Whose Job Is it to Prove a Worker’s Status?
The law places the burden of proof on the hiring entity to determine independent contractor status based on the ABC test. This strict, three-part test comes from the 2018 Dynamex Operations West v. Superior Courtcase. The court ruling dictates that all workers are presumed to be employees unless the hiring party is able to satisfy all three of the following conditions:
A – The worker is free from the control and direction of the hiring entity in connection with the performance of the work, both under the contract for the performance of the work (hiring entities can only impose control over employees. So if there is control exerted, the worker is deemed to be an employee).
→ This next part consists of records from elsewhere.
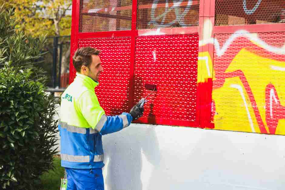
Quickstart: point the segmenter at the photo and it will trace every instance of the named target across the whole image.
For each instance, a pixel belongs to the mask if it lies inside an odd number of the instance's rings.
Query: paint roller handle
[[[133,121],[137,119],[142,116],[144,110],[143,105],[146,102],[146,100],[143,98],[142,98],[139,102],[131,109],[129,113],[132,117]]]

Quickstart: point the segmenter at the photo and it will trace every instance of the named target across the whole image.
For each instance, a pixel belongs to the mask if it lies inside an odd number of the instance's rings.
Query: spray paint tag
[[[66,190],[67,188],[67,179],[62,178],[61,184],[60,184],[60,190]]]

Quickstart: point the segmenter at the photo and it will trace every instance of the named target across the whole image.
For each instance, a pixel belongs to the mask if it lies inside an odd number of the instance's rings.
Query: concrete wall
[[[132,124],[105,135],[106,190],[284,189],[284,136]]]
[[[103,141],[106,190],[285,189],[283,136],[132,124]]]

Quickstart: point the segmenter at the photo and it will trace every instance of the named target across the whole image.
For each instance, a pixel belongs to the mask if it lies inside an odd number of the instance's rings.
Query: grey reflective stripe
[[[104,155],[95,155],[94,156],[94,162],[102,162],[104,159]]]
[[[63,128],[66,129],[67,131],[69,132],[74,133],[81,133],[81,134],[86,134],[86,128],[82,127],[78,127],[73,125],[70,125],[67,124],[66,122],[59,122],[60,126]]]
[[[89,156],[74,156],[62,154],[60,157],[62,160],[75,162],[89,162],[90,159]]]
[[[126,127],[129,125],[128,118],[126,115],[120,115],[119,116],[123,120],[123,128]]]
[[[89,128],[89,133],[90,134],[94,134],[98,132],[98,131],[96,129],[93,129],[92,128]]]
[[[105,124],[105,122],[106,122],[107,120],[107,118],[106,115],[105,114],[102,115],[100,120],[98,122],[97,125],[96,125],[96,129],[97,131],[99,132],[101,131],[102,128],[103,128],[103,126],[104,126],[104,124]]]

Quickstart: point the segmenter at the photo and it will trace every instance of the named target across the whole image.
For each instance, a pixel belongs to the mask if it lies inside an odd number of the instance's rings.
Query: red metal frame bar
[[[213,32],[213,34],[233,33],[242,30],[247,31],[249,33],[284,32],[285,23],[216,26],[214,26]]]
[[[79,19],[80,0],[73,0],[72,9],[72,23],[71,37],[71,49],[70,58],[71,73],[74,72],[74,68],[72,65],[72,56],[74,52],[78,47],[78,42],[79,39],[87,38],[114,38],[130,37],[131,39],[131,52],[130,59],[130,65],[131,68],[129,76],[130,84],[129,92],[129,110],[135,102],[133,102],[134,98],[134,84],[135,69],[135,59],[136,47],[136,38],[137,36],[150,35],[174,35],[183,34],[199,33],[200,40],[203,39],[204,33],[204,22],[210,20],[213,25],[214,24],[215,17],[215,0],[200,0],[199,10],[199,26],[185,28],[173,28],[160,29],[137,30],[136,20],[138,9],[149,8],[152,5],[141,5],[138,6],[137,1],[133,1],[132,5],[131,6],[125,6],[113,8],[106,8],[107,11],[112,10],[115,8],[115,11],[128,10],[132,8],[132,26],[130,30],[123,31],[107,31],[95,32],[79,32]],[[197,5],[198,0],[193,1],[193,3]],[[187,5],[187,2],[183,2],[180,4],[179,6]],[[156,5],[157,7],[163,7],[165,6],[165,3],[160,3]],[[175,6],[173,3],[169,4],[169,7]],[[103,11],[103,12],[102,12]],[[99,10],[96,12],[101,14],[101,12],[106,12],[106,9]],[[94,14],[90,12],[89,14]],[[87,14],[82,12],[82,13]],[[104,14],[105,15],[106,14]],[[100,15],[101,16],[103,16]],[[252,25],[229,25],[213,26],[213,28],[212,37],[216,34],[234,33],[237,32],[248,32],[256,33],[260,32],[270,32],[285,31],[285,24],[273,24]],[[207,33],[206,32],[206,33]],[[212,59],[213,56],[213,46],[209,44],[203,46],[200,45],[199,52],[208,52]],[[212,60],[212,61],[213,61]],[[73,70],[72,70],[73,69]],[[201,77],[201,76],[197,76]],[[69,82],[72,81],[71,79],[73,76],[70,76]],[[178,125],[191,127],[200,127],[213,128],[213,124],[211,121],[211,103],[212,101],[212,92],[213,83],[211,81],[207,85],[197,86],[197,90],[196,118],[195,122],[177,121],[174,120],[165,120],[157,119],[150,119],[142,118],[139,120],[140,122]]]

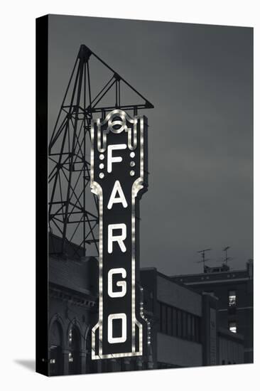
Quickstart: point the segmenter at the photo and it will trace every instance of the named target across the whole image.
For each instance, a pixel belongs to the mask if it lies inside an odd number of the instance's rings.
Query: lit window
[[[234,307],[237,305],[237,296],[236,291],[229,291],[229,307]]]
[[[237,323],[229,322],[229,331],[231,331],[232,333],[237,333]]]

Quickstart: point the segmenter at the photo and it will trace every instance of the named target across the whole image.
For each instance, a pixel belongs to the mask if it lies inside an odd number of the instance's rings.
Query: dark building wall
[[[173,280],[198,293],[207,292],[218,301],[218,324],[229,329],[236,325],[244,338],[244,363],[253,362],[253,264],[244,270],[174,276]],[[235,305],[229,305],[229,294],[235,292]]]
B – The worker performs work that is outside the usual course of the hiring entity’s business (for instance, if a company’s normal business is asking people to write articles for them, the people they pay to write articles for them would be considered employees).
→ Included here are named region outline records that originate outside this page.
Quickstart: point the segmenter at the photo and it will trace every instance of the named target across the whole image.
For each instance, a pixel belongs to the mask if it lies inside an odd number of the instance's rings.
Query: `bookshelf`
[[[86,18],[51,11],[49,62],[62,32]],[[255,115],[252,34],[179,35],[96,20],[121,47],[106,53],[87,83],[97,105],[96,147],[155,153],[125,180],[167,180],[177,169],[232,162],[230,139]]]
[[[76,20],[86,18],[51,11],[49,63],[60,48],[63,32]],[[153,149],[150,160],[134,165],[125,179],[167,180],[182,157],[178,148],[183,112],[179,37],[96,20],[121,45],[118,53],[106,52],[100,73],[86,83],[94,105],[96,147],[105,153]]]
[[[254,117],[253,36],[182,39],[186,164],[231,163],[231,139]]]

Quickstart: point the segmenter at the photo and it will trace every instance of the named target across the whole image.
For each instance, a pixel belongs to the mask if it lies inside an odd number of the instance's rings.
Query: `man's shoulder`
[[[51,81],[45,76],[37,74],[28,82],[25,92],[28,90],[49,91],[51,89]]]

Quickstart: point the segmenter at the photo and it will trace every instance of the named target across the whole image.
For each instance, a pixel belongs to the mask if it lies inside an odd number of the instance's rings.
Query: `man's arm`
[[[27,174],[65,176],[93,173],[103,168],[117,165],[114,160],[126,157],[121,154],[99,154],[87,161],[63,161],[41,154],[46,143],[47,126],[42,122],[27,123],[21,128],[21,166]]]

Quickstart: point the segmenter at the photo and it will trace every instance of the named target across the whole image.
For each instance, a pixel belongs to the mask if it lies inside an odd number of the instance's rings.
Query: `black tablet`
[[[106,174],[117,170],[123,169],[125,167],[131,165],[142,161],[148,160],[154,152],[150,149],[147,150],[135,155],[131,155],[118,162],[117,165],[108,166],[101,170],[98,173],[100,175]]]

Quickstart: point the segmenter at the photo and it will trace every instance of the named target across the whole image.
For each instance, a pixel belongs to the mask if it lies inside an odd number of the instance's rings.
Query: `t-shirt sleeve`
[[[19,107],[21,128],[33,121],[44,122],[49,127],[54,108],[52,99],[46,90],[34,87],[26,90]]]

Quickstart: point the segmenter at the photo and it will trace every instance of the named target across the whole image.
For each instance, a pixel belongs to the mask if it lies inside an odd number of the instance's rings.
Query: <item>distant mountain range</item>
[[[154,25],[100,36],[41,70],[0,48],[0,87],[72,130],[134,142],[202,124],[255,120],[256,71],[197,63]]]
C – The worker is customarily engaged in an independently established trade, occupation, or business of the same nature as that involved in the work performed (for example, if an individual writes articles and submits them on speculation to magazines, newspapers, or other businesses, he/she must have an established business with all required licenses, training, letterhead, etc. If the worker only receives income from one hiring entity, he/she would be considered an employee because a true business has more than one customer).
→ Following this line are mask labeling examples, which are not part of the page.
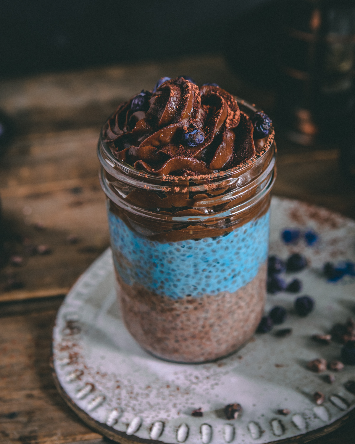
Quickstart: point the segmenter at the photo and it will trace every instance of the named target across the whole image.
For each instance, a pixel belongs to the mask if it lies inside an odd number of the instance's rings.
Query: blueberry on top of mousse
[[[270,256],[268,260],[268,274],[270,276],[273,274],[278,274],[286,269],[285,263],[282,259],[277,256]]]
[[[149,109],[149,99],[152,96],[150,91],[142,91],[133,99],[130,105],[132,111],[148,111]]]
[[[263,139],[268,135],[271,119],[262,111],[256,111],[250,116],[254,127],[254,139]]]
[[[155,86],[154,87],[154,89],[153,90],[153,92],[155,92],[158,88],[161,86],[164,83],[164,82],[166,82],[167,80],[170,80],[170,77],[161,77],[158,82],[155,83]]]
[[[182,140],[188,147],[197,147],[205,140],[205,135],[202,130],[191,123],[188,128],[184,127]]]
[[[300,271],[307,266],[307,260],[299,253],[291,254],[288,259],[286,267],[288,271]]]
[[[295,309],[300,316],[307,316],[314,307],[314,301],[309,296],[301,296],[295,301]]]
[[[302,283],[299,279],[294,279],[288,284],[286,291],[290,293],[297,293],[302,289]]]
[[[287,312],[283,307],[276,305],[271,309],[269,316],[274,324],[278,325],[284,322],[287,317]]]
[[[189,75],[178,75],[178,79],[185,79],[185,80],[188,80],[189,82],[190,82],[191,83],[194,83],[195,85],[196,84],[196,82],[192,78],[192,77],[190,77]]]
[[[274,274],[269,276],[266,283],[266,288],[268,293],[275,294],[278,291],[282,291],[286,287],[284,280]]]

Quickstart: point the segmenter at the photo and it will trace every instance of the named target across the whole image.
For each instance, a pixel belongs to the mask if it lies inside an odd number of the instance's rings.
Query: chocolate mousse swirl
[[[118,159],[157,176],[209,174],[255,155],[253,127],[231,95],[183,78],[122,103],[103,128]]]

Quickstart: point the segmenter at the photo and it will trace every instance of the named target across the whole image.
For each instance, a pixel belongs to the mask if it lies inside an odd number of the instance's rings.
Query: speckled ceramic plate
[[[287,227],[312,229],[319,239],[312,247],[302,240],[286,245],[280,235]],[[270,254],[286,258],[300,252],[310,264],[300,273],[283,277],[287,281],[300,279],[300,293],[268,296],[267,311],[275,305],[285,307],[288,316],[282,328],[291,328],[293,333],[278,337],[274,327],[255,335],[229,357],[199,365],[153,357],[130,336],[120,315],[107,250],[79,279],[58,312],[53,365],[60,391],[84,421],[121,443],[287,442],[329,431],[355,406],[355,395],[344,386],[355,379],[355,366],[318,374],[306,363],[316,358],[329,361],[340,357],[341,345],[322,345],[310,338],[354,314],[355,278],[330,283],[321,270],[327,261],[354,261],[355,242],[354,221],[296,201],[273,198]],[[300,317],[293,302],[303,294],[314,297],[316,305],[308,317]],[[335,379],[330,384],[324,375],[332,373]],[[321,405],[313,400],[317,391],[325,397]],[[242,412],[227,420],[223,408],[234,402],[242,406]],[[192,411],[200,407],[203,416],[193,417]],[[284,408],[290,411],[287,416],[277,413]]]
Many fields of business applied for and received exemptions from the law, including real estate agents, actors, singers, and others too numerous to mention. Some photojournalists and graphic designers have received exemptions. As of this date, to the best of my knowledge, writers and editors have not.
The Borello test
The new law applies to all California workers, except for those in several job categories who were specifically exempted from the strict ABC test. However, workers in these exempt categories are not automatically ICs. Instead, almost all such workers are required to pass muster as ICs under the Borello test, the test in effect before AB5 was enacted.
The Borello test (based on the California Supreme Court’s decision in S. G. Borello & Sons vs. Dept. of Industrial Relations) is similar to the right of control test used by the IRS. It’s not nearly as strict as the ABC test. Under this test, the most significant factor is whether the hiring firm has control or the right to control the worker both as to the work done and the manner and means in which it is performed. In addition, the following factors are to be considered:
1. Whether the worker is engaged in an occupation or business that is distinct from that of the hiring firm
2. Whether the work is part of the hiring firm’s regular business
3. Whether the hiring firm or the worker supplies the equipment, tools, and the place for the person doing the work
4. The worker’s financial investment in the equipment or materials required to perform the work
5. The skill required in the particular occupation
6. The kind of occupation—whether, in the locality, the work is usually done under the hiring firm’s direction or by a specialist without supervision
7. The worker’s opportunity for profit or loss depending on his or her own managerial skill
8. How long the services are to be performed
9. The degree of permanence of the working relationship
10. The payment method, whether by time or by the job, and
11. Whether the parties believe they are creating an employer/employee relationship.
No single factor in the Borello test is determinative, the first one—whether the individual’s work is the service or product that is the company’s primary business—is given the most weight.